The Obesity Fallacy

By Mica Lemire

There is a significant problem with the way the public looks at obesity, especially as it relates to health.

There are many reading this article, possibly even you, who may hold that obesity is necessarily damaging to a person’s health. But how could you not? Modern medicine operates within a similar weight-pathology mindset, that obesity is a disease– a narrative that propagates out of the hospital and into the public’s rolodex of health axioms. In addition, it’s almost ubiquitously understood that obesity is associated with many diseases, including diabetes, hypertension, and cancer.

So what’s the problem? Obesity is bad for your health and every overweight person should strive to lose weight.

But it’s not that simple. A significant problem with conventional research, however, is that few have taken into account the role of habitual– and especially incidental– physical activity.

One study by Carl J. Lavie, medical director of cardiac rehabilitation and preventive cardiology at the John Ochsner Heart and Vascular Institute in New Orleans, found that diminishing occupational activity levels accounted almost perfectly for reduced metabolism, and thus increased weight gain, in the last 50 years.

The same study went on to demonstrate that individuals who regularly participated in physical activity lived almost identical lifespans, irrespective of weight status. Astoundingly, physically active obese people were at a lower risk of all-cause mortality than sedentary lean people.

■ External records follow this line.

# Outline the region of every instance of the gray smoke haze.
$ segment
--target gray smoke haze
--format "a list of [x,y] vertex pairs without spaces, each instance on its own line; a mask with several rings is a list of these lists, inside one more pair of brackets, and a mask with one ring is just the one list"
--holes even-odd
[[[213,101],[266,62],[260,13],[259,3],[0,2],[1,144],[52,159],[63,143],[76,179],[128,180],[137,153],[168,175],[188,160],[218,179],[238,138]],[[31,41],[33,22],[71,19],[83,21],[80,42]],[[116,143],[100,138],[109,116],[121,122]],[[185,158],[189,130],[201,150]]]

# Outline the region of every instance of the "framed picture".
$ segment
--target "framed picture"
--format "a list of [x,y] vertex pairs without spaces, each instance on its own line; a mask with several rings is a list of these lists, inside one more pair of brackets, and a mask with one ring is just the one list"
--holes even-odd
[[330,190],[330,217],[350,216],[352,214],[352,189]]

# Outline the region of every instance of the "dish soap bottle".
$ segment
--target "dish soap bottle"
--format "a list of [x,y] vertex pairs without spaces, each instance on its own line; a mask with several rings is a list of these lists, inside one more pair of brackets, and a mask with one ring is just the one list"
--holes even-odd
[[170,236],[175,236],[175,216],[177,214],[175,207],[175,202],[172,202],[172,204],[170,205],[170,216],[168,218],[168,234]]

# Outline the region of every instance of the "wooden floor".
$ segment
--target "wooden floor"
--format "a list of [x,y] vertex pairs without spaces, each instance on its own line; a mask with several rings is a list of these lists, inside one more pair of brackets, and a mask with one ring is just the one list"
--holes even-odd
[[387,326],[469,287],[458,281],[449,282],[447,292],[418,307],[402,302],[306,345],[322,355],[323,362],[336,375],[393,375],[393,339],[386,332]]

More to the point, if you are skinny and don’t exercise, a large physically active person will almost certainly outlive you.

Another study by Steven N. Blair, Professor of Exercise Science, Epidemiology, and Biostatistics at the Arnold School of Public Health, USC, found that the negative outcomes of obesity are attenuated or completely eliminated when treated with exercise, even when no weight was lost.

“So what?” You ask. “Fat people still need to exercise.”

Well, yes. To be clear, the problem isn’t about weight. Too little does the current conversation on health focus, instead, on physical activity levels. The more that shame becomes a part of the weight loss narrative, the more weight stigma becomes internalized in those who are overweight, making overweight persons less likely to adhere to exercise in the long run. Gym avoidance is exceedingly common among obese people for fear of facing ostracism at the gym. To make matters, this same stigma can promote harmful perfectionistic behaviors, such as eating disorders with deleterious consequences for short term health.

Like it or not, to indict overweight people of laziness, even under the veil of care is more likely to cause damage, and not inspire and overweight person to become healthy. Additionally, irrespective of “obesity” as a disease state, a sensible person would not apply the same scrutiny of health and lifestyle to a person with a different chronic illness (e.g. cancer). While this is purely an assumption, I should hope that any person with a chronic illness should be treated with respect, compassion, and a means to cure or manage their disease.

I hope I've sufficiently made two points clear: people who are obese, when undertaking structured physical activity, are nearly as healthy as those who don't. Regardless, the fixation on obesity as a disease state, I feel, does more harm than good. A better explainer of poor health, and also a burgeoning epidemic in the States, is poor physical activity levels, regardless of weight status. I can do little with a call to action, but let's try to fixate on exercise as a promoter of long-term health, instead of weight loss. And while the socioeconomic aspects of diet are an important albeit incredibly complicated piece of the puzzle (which I'll address in a later article), obesity could very well become less of a problem if everyone were just a little more physically active from day one.